AUSTIN, TX — An advocacy group funded by the federal government sued Governor Greg Abbott Sunday night because Abbott has a standing executive order, GA 36, that forbids public school districts in Texas from ordering students to wear masks. The order requires the Texas Education Agency to revise its guidance effective since June 4 that, “[N]o student, teacher, parent, or other staff member or visitor may be required to wear a face covering.”
The lawsuit, filed by the Southern Center for Child Advocacy, requests a temporary restraining order, temporary injunction and a permanent injunction against the governor’s order. The lawsuit argues that the Texas Legislature gives local school districts the authority to “serve the needs of public school students in the community,” and that includes the students’ health and safety.
Furthermore, the emergency authority granted the governor in State law is meant to give him authority to take “proactive steps” to mitigate against the impact of a declared disaster, not advance an “anti-mask political agenda.”
“By usurping the authority of local school districts, in coordination with their public health departments, to require masks, Executive Order: GA 36 creates an arbitrary and capricious impediment to the ability of school districts to respond to this pandemic,” the lawsuit states.

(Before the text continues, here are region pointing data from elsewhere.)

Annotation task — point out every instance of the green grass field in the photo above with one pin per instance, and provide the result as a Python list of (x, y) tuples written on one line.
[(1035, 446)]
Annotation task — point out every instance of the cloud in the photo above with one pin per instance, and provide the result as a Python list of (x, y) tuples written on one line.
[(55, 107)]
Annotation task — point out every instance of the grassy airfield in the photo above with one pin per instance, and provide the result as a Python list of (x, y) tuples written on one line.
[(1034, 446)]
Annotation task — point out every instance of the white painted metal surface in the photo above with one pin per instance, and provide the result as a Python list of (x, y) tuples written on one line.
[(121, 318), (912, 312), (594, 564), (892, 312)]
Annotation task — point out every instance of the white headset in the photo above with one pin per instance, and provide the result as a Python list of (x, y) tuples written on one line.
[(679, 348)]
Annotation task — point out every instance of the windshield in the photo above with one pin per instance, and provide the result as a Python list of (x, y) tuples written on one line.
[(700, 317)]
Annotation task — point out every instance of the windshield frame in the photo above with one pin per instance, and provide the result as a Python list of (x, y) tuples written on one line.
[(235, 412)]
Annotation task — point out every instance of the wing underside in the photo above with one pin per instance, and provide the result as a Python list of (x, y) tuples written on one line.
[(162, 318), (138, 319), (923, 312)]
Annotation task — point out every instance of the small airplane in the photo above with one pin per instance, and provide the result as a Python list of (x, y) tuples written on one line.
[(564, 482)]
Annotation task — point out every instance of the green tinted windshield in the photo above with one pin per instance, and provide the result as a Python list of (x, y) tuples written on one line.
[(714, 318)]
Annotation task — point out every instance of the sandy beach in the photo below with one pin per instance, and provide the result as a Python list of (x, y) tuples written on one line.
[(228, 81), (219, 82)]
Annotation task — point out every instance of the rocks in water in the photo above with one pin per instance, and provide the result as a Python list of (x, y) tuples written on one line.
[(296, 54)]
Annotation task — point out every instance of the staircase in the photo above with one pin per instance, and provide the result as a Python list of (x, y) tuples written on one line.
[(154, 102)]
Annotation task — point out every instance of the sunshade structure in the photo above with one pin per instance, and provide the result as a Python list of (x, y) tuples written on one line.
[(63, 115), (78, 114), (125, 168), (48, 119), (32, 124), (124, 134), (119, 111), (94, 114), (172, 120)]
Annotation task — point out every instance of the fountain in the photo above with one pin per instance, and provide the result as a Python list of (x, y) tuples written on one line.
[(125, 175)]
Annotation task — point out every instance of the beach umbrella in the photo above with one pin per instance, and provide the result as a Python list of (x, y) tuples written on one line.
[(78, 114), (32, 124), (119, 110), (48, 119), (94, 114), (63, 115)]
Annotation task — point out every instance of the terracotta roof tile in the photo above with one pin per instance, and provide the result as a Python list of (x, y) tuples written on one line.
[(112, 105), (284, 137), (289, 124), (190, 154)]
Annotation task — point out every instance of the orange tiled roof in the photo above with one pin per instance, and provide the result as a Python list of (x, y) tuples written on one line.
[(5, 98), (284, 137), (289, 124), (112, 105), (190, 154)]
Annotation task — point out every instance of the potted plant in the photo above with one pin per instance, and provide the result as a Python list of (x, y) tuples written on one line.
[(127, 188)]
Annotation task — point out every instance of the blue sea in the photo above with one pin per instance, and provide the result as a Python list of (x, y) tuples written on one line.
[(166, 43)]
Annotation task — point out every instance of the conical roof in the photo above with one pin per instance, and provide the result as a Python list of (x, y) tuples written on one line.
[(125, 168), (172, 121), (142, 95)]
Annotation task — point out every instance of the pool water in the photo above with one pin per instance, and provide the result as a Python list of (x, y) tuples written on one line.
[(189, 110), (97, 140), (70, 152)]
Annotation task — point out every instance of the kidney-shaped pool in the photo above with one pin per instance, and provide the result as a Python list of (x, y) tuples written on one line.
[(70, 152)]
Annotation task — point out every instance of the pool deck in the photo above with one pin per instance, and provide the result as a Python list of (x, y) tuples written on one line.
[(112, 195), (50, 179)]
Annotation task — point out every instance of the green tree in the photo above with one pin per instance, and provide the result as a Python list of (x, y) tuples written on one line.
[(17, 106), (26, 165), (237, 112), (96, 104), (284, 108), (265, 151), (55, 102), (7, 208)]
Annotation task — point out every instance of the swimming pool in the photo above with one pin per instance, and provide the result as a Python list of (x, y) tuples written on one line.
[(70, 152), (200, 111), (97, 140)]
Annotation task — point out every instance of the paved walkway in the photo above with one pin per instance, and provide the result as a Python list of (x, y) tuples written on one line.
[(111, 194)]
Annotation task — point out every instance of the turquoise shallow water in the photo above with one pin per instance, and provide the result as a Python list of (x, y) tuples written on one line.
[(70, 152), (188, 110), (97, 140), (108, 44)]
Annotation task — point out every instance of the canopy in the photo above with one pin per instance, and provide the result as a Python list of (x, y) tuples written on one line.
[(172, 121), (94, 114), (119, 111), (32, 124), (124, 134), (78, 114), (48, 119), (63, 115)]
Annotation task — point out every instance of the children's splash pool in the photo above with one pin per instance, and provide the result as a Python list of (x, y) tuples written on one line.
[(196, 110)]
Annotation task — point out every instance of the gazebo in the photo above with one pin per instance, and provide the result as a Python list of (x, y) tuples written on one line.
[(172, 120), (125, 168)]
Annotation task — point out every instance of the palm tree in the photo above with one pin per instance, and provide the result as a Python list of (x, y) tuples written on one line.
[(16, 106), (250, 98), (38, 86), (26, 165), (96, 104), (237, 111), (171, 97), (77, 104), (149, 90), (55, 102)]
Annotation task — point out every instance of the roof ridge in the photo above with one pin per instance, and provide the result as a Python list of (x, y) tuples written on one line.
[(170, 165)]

Court watchers believe the lawsuit will be successful. The lawsuit was filed in a Travis County district court. The Texas 3rd Court of Appeals can overrule or affirm the Travis County district court’s decision. Both courts are packed with Democrats. The 3rd Court of Appeals flipped to Democrat control in November 2018 with the candidates riding Francis “Beto” O’Rourke’s coattails.
A volunteer attorney and spokesman for the Southern Center for Child Advocacy told the Texas Tribune that their intention is to allow local school districts make the decision to require masking of students. The Southern Center for Child Advocacy is funded through the U.S. Department of Justice.